My bookshelves have Hail Caesar, Basic Impetus 2, Ancient and Medieval Wargaming by Neil Thomas, Sword and Spear by Escape Games, both Swordpoint and Milites Mundi from Gripping Beast, Kings of War historical, Never Mind the Billhooks, Mortem Et Glorium and Bloody Barons II from Peter Pig, so there are different ways to go with this.
They are all good solid rules, but in my dabbling, I have been drawn to Never Mind the Billhooks and Sword & Spear. Of the two, I am preferring the Sword & Spear from Great Escape Games, mainly because they seem to nicely create smaller points of interest within each battle (wings / wards / formations), with a tempo that is at the right pace for units to get engaged in the scrum and being effective over a few turns before the accumulation of ‘hits’ start to see things going off the table in quick succession. This slow breakdown in cohesion of the battle does draw you in.
Period scenarios can default into ‘line them up and advance’ type settings, so getting variations of battle results and occurrences within each battle / ward / formation, can give a nice bit of story telling.
I do have my own set that I wrote for the battle a long time ago, but they were based around the casualties made on individual units getting carried by the formation as a whole and causing the formation to degrade over time, until it breaks. I quite like that, but the rules are a little ‘tight’ in how formations are controlled and I think I would like to loosen things up a bit to get a bit more fun and interest into them - so I have started to explore this in tandem with the Sword & Spear games.
Other than the usual thing of hills, woods, streams and rough ground, I have been gaining a few medieval buildings from the Conflix series that are marketed by bachmann, which look quite the part. They do a very good ‘Merchants House’ and the Tavern’ is a perennial, though buildings are not part of the Bosworth battlefield, but will suit other scenarios. They are pricey, but they are resin and pre-painted and as such, a worthwhile buy as ‘forever’ terrain, that can serve a number of periods and landscapes.
Bits & Bobs:
I am still not fully settled on whether to use mat or satin varnish for the completed base. I generally like mat, but is does drastically dampen down armour and colour and this period has a lot of both. The satin really preserves the bright colours of the period and gives the armour a good sheen - but is less pleasing on a horse for example!

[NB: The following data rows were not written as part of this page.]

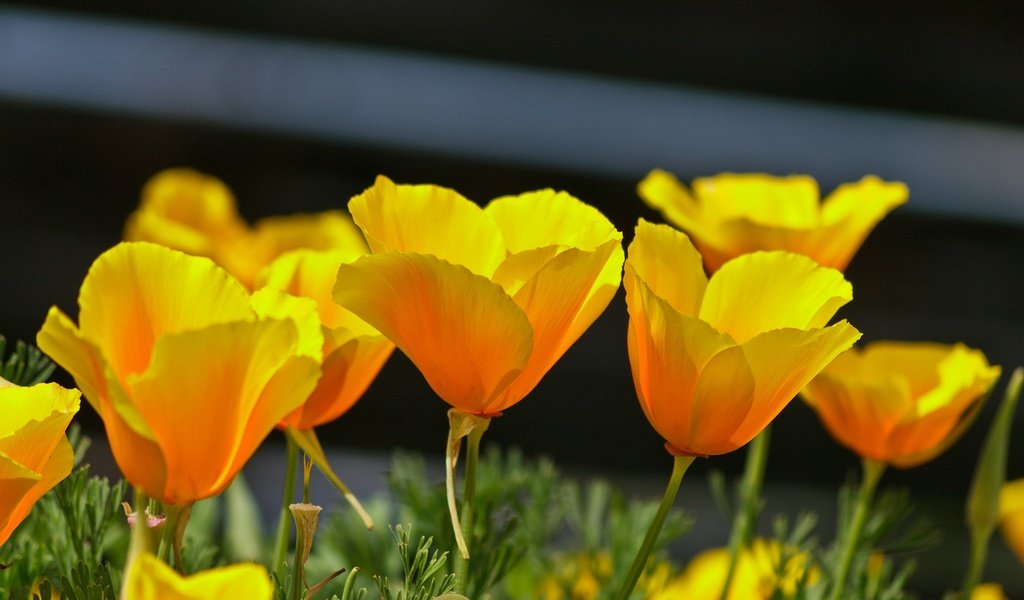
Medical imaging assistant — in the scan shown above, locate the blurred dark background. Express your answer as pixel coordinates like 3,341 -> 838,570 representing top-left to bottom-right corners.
2,1 -> 1023,593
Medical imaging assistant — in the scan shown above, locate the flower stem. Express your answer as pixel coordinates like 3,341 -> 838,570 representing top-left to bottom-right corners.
718,425 -> 771,600
829,458 -> 885,600
273,436 -> 300,579
121,488 -> 157,600
961,527 -> 989,597
614,454 -> 695,600
453,422 -> 487,593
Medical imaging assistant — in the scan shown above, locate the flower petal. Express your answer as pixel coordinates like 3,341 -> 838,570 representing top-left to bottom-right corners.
250,287 -> 325,362
485,239 -> 623,412
686,344 -> 756,455
77,242 -> 253,382
127,320 -> 316,503
0,383 -> 79,472
0,436 -> 73,545
637,169 -> 704,235
814,176 -> 907,270
693,173 -> 820,229
699,251 -> 852,343
625,269 -> 737,453
349,175 -> 506,277
735,322 -> 861,444
484,189 -> 620,252
1000,479 -> 1024,565
626,219 -> 707,316
335,252 -> 533,413
126,552 -> 273,599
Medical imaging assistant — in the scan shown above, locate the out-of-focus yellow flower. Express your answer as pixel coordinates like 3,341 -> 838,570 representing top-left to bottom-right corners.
125,168 -> 366,288
638,170 -> 906,272
652,539 -> 815,600
535,552 -> 673,600
625,220 -> 859,456
124,552 -> 272,599
0,377 -> 80,545
37,242 -> 320,505
334,175 -> 623,415
257,249 -> 394,429
972,583 -> 1009,600
802,342 -> 1000,467
999,478 -> 1024,565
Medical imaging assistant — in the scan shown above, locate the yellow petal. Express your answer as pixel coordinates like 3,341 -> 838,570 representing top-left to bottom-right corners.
735,322 -> 861,446
124,168 -> 247,257
999,479 -> 1024,566
699,251 -> 852,343
37,307 -> 108,414
625,270 -> 739,454
484,189 -> 620,252
348,175 -> 506,277
637,169 -> 704,235
693,173 -> 820,229
0,383 -> 79,473
0,436 -> 73,545
127,320 -> 316,503
485,239 -> 622,413
77,242 -> 253,383
335,252 -> 533,413
125,552 -> 273,600
258,249 -> 380,336
626,219 -> 707,316
284,333 -> 394,429
815,176 -> 907,270
250,287 -> 325,362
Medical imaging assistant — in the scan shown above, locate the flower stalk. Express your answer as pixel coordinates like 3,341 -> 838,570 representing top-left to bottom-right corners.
453,419 -> 488,592
718,425 -> 771,600
273,436 -> 300,579
614,454 -> 695,600
829,458 -> 885,600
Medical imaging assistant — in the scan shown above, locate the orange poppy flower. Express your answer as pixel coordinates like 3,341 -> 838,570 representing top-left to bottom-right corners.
801,341 -> 1000,468
256,248 -> 394,429
37,242 -> 320,505
625,220 -> 860,456
334,175 -> 624,415
0,378 -> 80,545
637,170 -> 907,272
125,168 -> 367,288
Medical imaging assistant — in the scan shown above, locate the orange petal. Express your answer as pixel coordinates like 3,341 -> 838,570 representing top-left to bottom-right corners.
127,320 -> 316,503
625,270 -> 737,453
335,252 -> 533,413
626,220 -> 707,316
0,436 -> 73,545
349,175 -> 506,277
77,242 -> 253,383
686,344 -> 756,455
699,251 -> 852,343
485,239 -> 622,412
735,322 -> 861,446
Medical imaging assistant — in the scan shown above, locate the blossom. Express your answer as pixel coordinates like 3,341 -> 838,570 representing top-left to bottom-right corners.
125,168 -> 367,288
971,583 -> 1009,600
0,377 -> 80,545
124,552 -> 272,599
652,539 -> 814,600
637,170 -> 907,272
625,219 -> 859,456
333,175 -> 623,415
37,242 -> 320,505
257,249 -> 394,429
801,341 -> 1000,467
999,478 -> 1024,565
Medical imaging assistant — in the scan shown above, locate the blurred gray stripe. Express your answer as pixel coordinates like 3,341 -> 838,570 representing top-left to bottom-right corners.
1,7 -> 1022,221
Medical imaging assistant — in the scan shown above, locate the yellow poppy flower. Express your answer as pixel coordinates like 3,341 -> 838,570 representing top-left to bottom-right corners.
256,248 -> 394,429
801,342 -> 1000,467
972,583 -> 1009,600
625,219 -> 859,456
652,540 -> 814,600
638,170 -> 907,272
334,175 -> 624,415
0,378 -> 80,545
999,478 -> 1024,565
124,552 -> 272,599
37,242 -> 320,505
125,168 -> 367,288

I picked up a farm cart, cargo, oxen and crew from Colonel Bill’s, which has already made an appearance in my ‘Stand Firm - Save the Treasury’ scenario (see Resource Section below) and makes a useful ancillary piece of eye candy on the table, as do my Highland cattle (from Warbases).
So there we are! The project moves onwards and no doubt a few Dungborough / Piggy Longton, fictitious, imaginations type battles will start to appear here on the blog as the forces build ...... until there is enough stuff for a Bosworth day!